Efetivamente, a silhueta de Madalena parecia mudada nas suas linhas habituais. Ela, que era gorda e indolente, vinha num passo firme e decidido que esmagava as folhas secas do caminho. Tinha arremessado para trás a pelerine de rendas negras, e em seu corpo, ainda bem feito, estava mais moça, mais viva, mais esbelta. No silêncio curioso que a acolheu, pôs-se a contar como fora o enterro da pobre Valentina, insistindo com rancor na insensibilidade ou excessiva resignação de toda a família, que tinha demonstrado à evidência o ínfimo lugar ocupado sob aquele teto pela falecida.
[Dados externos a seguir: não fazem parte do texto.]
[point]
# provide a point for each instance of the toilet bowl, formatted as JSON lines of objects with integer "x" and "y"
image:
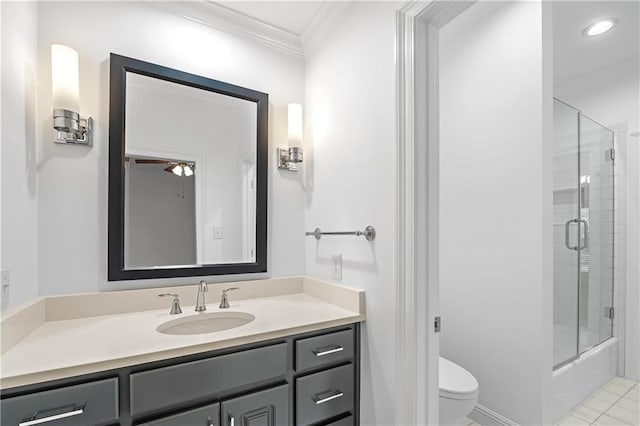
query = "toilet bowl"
{"x": 458, "y": 392}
E como, nesse ponto da narrativa, um netinho a importunasse teimosamente, puxando-lhe ora o leque, ora as rendas, Madalena administrou-lhe, com nervosa prontidão, uma pancadinha seca nos dedos. O pequeno chorou: os pais entreolharam-se, espantados; e a mãe acabou observando, para aliviar o despeito:
"Essa d. Valentina, afinal, não passava de uma imprestável..."
Madalena, de ordinário paciente e vagarosa, saltou imediatamente:
"Imprestável? ... Tola é que ela foi..."
Surpresa geral.
Quando Madalena saiu da sala, o Matias dirigiu-se ao cunhado Jorge, também casado, e, de mãos nos bolsos, meneando misteriosamente a cabeça, a esticar um grande beiço desolado, murmurou...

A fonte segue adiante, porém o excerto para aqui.